Type type (' Ha '), will get <type ' str ', while type (U ' ha '), you will get <type ' Unicode ', that is, before the character plus u to indicate that this is a Unicode object, This word will exist in memory in Unicode format, and if you do not add u

, which indicates that this is just a string using some encoding, the encoding format depends on Python's identification of the source code file encoding, here is utf-8.

Python automatically converts the Unicode objects from the output environment to the console, but if the output is not a Unicode object but an ordinary string, the output string is directly encoded in the string, resulting in the present

Like.

With Unicode objects, you can use the encode and decode methods of Unicode classes and strings in addition to using the U tag.

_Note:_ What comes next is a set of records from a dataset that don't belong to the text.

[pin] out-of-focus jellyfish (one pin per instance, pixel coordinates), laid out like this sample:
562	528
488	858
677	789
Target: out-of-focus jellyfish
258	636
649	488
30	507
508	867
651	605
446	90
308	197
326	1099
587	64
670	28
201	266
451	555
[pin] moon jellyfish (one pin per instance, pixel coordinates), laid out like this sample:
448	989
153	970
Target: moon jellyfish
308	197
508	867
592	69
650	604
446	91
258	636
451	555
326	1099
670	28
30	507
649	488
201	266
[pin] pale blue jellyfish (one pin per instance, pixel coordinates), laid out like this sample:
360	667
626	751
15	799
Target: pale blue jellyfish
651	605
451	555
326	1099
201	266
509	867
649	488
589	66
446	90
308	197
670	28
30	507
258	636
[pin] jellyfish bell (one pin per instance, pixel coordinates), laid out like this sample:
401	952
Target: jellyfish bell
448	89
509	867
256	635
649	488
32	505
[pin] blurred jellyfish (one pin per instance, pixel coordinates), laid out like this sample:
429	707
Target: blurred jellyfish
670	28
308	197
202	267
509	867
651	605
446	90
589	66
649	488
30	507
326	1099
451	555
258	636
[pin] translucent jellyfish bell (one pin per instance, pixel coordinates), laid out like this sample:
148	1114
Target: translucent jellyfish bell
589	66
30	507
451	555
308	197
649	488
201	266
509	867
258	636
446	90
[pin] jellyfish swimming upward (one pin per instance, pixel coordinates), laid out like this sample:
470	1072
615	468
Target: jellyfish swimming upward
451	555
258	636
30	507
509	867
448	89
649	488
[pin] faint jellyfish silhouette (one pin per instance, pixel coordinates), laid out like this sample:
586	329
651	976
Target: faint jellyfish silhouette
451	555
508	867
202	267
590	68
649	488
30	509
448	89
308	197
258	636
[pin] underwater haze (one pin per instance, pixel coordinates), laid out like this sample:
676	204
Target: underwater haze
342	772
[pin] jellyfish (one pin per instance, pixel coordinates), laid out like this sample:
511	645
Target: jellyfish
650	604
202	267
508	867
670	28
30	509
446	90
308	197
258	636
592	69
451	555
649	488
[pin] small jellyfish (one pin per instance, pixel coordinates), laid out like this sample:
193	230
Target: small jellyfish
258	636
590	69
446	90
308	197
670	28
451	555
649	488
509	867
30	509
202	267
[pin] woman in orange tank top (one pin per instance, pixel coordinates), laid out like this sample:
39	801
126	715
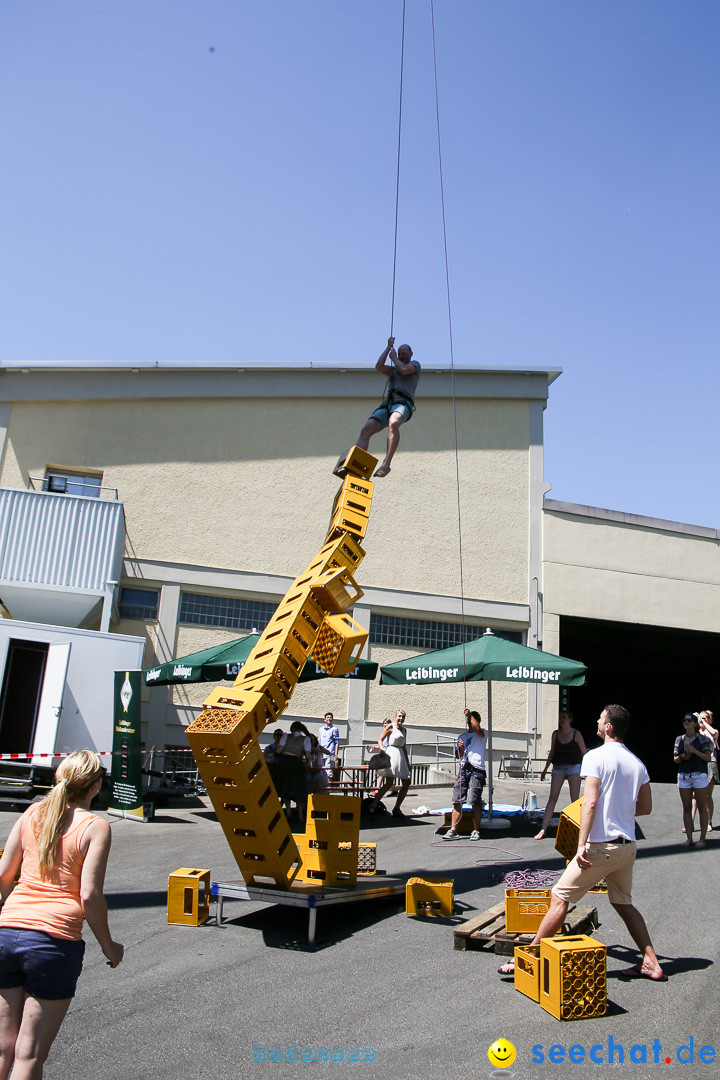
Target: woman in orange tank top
60	850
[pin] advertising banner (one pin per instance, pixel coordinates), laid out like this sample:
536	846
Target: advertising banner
125	773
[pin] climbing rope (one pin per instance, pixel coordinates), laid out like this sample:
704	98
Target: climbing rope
397	180
447	288
452	382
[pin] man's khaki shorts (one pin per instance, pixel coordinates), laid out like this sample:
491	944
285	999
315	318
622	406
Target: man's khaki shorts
610	861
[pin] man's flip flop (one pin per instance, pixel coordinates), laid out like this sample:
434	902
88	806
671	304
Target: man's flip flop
637	972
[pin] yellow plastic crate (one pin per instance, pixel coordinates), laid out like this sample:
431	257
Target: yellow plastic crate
568	829
189	896
527	971
525	909
429	896
573	977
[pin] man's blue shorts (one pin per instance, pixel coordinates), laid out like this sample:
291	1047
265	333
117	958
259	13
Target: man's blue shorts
45	967
382	413
469	786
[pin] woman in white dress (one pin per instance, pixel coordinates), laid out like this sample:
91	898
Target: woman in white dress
399	763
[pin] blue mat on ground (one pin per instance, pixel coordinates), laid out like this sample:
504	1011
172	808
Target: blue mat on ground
499	809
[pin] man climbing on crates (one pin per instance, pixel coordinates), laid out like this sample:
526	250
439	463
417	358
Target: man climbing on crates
616	791
397	405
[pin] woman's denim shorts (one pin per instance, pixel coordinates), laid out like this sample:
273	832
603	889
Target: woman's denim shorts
45	967
566	770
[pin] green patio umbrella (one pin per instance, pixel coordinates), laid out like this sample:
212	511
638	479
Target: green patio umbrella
488	659
225	662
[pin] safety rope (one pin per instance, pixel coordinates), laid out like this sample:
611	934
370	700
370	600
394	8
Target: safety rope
397	180
452	382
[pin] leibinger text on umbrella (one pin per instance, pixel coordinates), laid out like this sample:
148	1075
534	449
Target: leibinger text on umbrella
532	675
437	673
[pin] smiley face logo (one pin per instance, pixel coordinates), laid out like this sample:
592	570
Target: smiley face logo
501	1053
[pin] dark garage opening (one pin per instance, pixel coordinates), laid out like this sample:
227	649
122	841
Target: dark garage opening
656	672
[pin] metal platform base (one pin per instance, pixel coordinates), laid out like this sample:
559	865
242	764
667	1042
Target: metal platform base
310	896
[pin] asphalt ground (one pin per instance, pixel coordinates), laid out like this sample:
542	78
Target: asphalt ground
386	990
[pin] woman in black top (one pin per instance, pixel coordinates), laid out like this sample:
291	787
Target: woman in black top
692	753
567	752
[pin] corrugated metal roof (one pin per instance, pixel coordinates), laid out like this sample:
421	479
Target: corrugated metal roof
59	539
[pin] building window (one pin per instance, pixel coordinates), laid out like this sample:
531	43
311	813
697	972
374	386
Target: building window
426	634
138	604
226	611
72	482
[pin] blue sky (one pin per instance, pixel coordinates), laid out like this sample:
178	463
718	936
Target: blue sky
214	180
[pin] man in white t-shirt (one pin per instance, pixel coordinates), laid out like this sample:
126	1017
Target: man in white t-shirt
616	791
329	738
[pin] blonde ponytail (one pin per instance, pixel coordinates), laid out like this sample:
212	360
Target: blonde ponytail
73	779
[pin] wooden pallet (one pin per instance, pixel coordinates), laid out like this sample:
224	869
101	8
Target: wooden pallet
488	929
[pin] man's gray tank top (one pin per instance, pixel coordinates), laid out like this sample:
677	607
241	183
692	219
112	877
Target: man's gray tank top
408	383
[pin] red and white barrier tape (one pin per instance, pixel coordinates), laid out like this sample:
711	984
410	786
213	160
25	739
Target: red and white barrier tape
100	753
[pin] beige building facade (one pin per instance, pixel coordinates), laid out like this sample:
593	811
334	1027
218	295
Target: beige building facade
225	477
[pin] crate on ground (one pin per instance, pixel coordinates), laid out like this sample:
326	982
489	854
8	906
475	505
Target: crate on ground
568	829
367	858
189	896
527	971
525	909
488	930
429	896
573	977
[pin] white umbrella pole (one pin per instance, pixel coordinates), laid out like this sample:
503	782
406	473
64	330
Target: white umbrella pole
491	823
489	751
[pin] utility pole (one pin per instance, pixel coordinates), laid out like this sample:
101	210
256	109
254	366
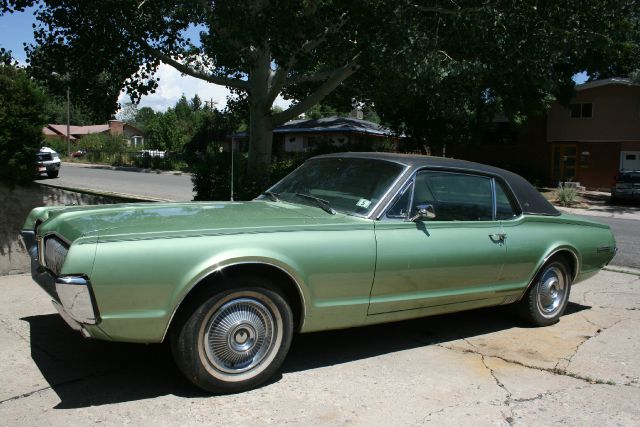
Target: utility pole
68	123
232	140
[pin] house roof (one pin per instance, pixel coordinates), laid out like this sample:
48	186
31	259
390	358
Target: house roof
333	124
54	129
613	81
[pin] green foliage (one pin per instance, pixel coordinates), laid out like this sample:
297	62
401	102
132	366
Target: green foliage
567	195
102	142
22	116
435	71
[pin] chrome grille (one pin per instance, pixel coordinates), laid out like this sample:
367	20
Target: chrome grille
55	252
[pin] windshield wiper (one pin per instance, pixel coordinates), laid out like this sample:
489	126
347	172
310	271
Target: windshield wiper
322	203
275	197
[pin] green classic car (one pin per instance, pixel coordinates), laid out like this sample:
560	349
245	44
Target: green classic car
346	240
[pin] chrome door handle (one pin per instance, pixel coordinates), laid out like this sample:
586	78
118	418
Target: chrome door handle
498	237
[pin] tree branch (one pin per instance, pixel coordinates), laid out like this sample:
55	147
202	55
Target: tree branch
443	11
224	81
278	79
339	75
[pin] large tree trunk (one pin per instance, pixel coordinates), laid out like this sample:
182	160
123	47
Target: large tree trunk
260	125
260	139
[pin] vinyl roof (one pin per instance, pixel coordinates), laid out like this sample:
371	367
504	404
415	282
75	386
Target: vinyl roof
529	199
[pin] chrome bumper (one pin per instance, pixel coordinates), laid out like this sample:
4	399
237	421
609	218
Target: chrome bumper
72	295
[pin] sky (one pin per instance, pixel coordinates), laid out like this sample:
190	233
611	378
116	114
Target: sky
16	29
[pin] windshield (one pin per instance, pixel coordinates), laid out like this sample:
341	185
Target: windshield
349	185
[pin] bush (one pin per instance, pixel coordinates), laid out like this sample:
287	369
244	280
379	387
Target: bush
567	195
22	117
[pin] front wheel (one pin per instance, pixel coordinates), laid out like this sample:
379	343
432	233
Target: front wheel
547	297
235	340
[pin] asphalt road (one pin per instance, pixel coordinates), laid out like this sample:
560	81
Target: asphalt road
162	186
627	233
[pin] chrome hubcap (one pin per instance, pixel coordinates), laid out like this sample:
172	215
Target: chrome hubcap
239	335
551	291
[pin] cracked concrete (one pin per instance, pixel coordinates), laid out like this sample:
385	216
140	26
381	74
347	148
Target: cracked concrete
477	368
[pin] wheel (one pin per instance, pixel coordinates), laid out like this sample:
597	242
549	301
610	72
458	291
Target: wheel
547	297
235	340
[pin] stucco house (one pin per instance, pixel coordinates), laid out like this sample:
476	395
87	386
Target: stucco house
301	135
588	142
133	135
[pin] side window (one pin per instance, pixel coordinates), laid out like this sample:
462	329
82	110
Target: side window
504	207
455	196
401	206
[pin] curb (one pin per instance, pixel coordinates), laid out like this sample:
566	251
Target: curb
624	270
125	197
124	168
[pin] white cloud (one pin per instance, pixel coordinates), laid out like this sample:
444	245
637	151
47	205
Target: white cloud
172	85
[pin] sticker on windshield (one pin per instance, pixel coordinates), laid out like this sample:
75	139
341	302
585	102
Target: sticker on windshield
363	203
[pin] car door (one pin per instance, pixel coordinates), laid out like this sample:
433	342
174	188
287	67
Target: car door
453	258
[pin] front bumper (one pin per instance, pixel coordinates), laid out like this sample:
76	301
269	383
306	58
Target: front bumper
72	295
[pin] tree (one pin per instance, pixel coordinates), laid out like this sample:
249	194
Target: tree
196	103
144	116
306	50
22	116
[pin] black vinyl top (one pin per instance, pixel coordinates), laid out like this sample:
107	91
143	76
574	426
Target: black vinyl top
530	200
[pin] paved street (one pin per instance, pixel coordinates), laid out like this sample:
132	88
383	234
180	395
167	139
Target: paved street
476	368
161	186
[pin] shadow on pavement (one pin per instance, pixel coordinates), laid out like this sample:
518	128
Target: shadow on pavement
90	373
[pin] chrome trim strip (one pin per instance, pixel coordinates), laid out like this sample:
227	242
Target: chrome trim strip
404	185
494	200
72	280
65	316
303	314
77	299
388	193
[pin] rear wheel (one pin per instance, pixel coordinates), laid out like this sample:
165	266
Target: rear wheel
547	297
234	340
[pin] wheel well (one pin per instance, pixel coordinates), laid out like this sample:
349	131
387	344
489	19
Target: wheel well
570	258
273	277
565	255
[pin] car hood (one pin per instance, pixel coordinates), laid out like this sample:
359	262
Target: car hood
164	220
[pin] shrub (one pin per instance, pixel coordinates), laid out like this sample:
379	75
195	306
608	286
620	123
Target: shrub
567	195
22	117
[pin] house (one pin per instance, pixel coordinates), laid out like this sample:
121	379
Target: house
133	135
302	135
588	142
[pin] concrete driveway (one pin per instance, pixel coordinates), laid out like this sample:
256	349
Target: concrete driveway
476	368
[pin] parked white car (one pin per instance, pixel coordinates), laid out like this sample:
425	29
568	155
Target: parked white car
48	162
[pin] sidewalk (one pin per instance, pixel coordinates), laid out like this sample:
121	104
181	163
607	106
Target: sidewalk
122	168
596	203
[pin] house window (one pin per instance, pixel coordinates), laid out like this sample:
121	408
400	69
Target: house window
584	110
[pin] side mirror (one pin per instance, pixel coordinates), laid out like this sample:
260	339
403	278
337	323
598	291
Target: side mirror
423	212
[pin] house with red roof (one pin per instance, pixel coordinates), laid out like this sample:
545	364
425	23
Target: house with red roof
133	135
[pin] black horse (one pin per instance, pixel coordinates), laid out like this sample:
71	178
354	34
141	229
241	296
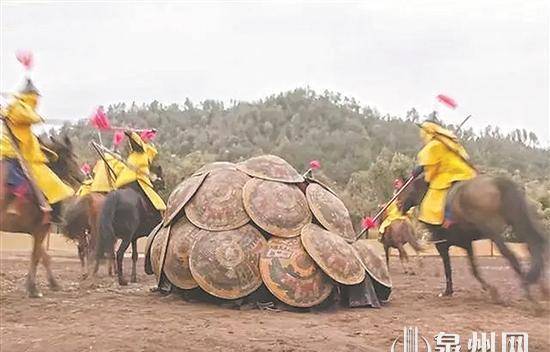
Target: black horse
485	207
127	214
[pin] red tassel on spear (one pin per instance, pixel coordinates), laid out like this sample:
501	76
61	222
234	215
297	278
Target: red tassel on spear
25	57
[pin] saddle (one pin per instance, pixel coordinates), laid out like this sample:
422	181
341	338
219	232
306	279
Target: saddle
448	217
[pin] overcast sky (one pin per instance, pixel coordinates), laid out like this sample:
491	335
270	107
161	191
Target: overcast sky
490	55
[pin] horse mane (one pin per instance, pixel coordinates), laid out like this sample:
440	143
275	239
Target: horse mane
76	219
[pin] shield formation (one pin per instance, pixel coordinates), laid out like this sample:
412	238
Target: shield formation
231	228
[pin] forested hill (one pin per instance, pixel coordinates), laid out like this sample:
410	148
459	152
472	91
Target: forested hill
360	149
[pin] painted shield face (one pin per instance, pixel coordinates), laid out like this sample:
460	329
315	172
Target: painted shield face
278	208
226	263
270	167
217	165
181	195
373	263
333	254
291	275
218	204
330	211
183	236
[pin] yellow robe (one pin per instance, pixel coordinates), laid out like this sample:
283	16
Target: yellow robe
20	115
85	188
445	161
139	171
104	180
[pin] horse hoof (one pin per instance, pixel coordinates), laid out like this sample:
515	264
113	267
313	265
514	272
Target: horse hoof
495	295
54	286
35	294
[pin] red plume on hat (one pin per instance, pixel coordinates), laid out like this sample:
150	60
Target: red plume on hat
25	58
100	120
85	168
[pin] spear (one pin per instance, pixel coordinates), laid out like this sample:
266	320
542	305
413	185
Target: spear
368	222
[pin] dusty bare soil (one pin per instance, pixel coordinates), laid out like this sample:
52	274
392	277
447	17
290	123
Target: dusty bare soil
106	317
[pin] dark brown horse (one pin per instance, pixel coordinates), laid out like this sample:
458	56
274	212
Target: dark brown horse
485	207
30	219
81	220
396	235
127	214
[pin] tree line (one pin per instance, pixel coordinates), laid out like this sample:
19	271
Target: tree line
361	150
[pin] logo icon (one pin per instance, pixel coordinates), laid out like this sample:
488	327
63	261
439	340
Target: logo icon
411	341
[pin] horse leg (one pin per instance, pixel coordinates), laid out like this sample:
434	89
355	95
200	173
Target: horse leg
38	240
133	278
475	271
403	257
507	253
443	249
81	256
119	259
46	262
111	268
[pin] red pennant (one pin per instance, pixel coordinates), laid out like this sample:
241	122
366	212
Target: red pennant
397	183
85	168
25	58
148	135
368	223
314	164
448	101
117	138
100	120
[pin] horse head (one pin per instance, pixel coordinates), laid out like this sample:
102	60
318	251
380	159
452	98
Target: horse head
413	195
65	165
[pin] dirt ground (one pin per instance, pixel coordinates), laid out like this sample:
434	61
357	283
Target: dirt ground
106	317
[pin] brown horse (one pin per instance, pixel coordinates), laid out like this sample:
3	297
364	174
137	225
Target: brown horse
485	207
396	235
128	215
30	218
81	220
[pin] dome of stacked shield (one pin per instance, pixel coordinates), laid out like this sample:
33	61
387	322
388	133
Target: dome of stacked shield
231	228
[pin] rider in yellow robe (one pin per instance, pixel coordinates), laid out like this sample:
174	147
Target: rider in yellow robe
20	115
104	178
137	169
444	161
393	212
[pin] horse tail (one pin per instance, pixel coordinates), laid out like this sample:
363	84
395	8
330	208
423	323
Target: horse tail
516	211
411	238
105	221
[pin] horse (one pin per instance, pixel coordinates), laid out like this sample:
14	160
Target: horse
396	235
81	219
483	208
127	214
30	219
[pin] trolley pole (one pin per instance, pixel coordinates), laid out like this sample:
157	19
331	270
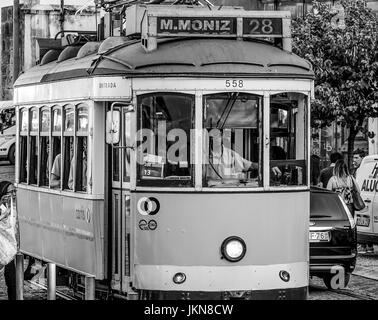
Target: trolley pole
89	288
19	276
51	281
16	39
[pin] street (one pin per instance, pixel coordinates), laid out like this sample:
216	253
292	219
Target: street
362	286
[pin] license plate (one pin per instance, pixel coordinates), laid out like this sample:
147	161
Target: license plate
319	236
363	221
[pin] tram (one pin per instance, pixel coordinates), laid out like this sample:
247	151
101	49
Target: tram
172	162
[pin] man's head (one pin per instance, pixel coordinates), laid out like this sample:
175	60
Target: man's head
358	155
335	156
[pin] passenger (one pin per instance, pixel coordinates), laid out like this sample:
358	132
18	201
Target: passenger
225	163
343	183
327	173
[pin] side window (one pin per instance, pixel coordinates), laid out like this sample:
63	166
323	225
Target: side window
68	146
288	139
7	118
81	148
56	173
44	171
33	147
127	142
23	145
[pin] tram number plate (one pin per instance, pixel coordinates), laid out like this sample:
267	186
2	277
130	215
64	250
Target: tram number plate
319	236
363	221
262	26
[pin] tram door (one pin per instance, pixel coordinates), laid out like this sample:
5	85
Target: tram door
120	171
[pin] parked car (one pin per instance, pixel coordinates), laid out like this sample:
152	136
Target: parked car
332	236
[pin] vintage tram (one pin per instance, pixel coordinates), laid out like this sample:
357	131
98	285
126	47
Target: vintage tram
118	180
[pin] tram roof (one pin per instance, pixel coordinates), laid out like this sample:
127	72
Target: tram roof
183	57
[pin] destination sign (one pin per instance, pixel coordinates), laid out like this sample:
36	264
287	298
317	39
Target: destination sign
262	26
197	25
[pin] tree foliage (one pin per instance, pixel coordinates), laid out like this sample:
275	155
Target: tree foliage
344	55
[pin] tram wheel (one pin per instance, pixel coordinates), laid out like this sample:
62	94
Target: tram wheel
328	280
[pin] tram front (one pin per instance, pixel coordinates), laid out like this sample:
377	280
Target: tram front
218	176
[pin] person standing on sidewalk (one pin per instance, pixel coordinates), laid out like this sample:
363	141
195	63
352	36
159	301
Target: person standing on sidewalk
358	156
343	183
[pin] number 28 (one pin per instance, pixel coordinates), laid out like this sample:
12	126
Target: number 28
234	83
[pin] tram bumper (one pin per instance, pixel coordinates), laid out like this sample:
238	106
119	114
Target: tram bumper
275	294
223	283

The constructor of a Unicode class takes a string argument and an encoding parameter, encapsulates the string as a Unicode, for example, because we use UTF-8 encoding, the encoding parameter in Unicode uses ' utf-8′ to encapsulate the character as

Unicode object, and then correctly output to the console:

S1=unicode (' Ha ', ' utf-8′ ')
Print S1

In addition, a normal string can be converted to a Unicode object using the Decode function. Many people do not understand what the decode and encode functions of a python string mean. Here is a brief description.

Decode is to parse the normal string according to the encoding format in the parameter, and then generate the corresponding Unicode object, for example, here our code is using Utf-8, then converting a string to Unicode is the following form:

S2= ' Ha '. Decode (' utf-8′)

At this point, S2 is a Unicode object that stores the word ' ha ', in fact it is the same as Unicode (' Ha ', ' utf-8′ ') and U ' ha '.

Then encode is just the opposite function, is to convert a Unicode object into an encoded format in the parameters of ordinary characters, such as the following code:

S3=unicode (' Ha ', ' utf-8′ '). Encode (' utf-8′)

S3 now returned to Utf-8 's ' ha '.


Python Chinese coding problem

Related Article

Contact Us

The content source of this page is from Internet, which doesn't represent Alibaba Cloud's opinion; products and services mentioned on that page don't have any relationship with Alibaba Cloud. If the content of the page makes you feel confusing, please write us an email, we will handle the problem within 5 days after receiving your email.

If you find any instances of plagiarism from the community, please send an email to: info-contact@alibabacloud.com and provide relevant evidence. A staff member will contact you within 5 working days.

A Free Trial That Lets You Build Big!

Start building with 50+ products and up to 12 months usage for Elastic Compute Service

  • Sales Support

    1 on 1 presale consultation

  • After-Sales Support

    24/7 Technical Support 6 Free Tickets per Quarter Faster Response

  • Alibaba Cloud offers highly flexible support services tailored to meet your exact needs.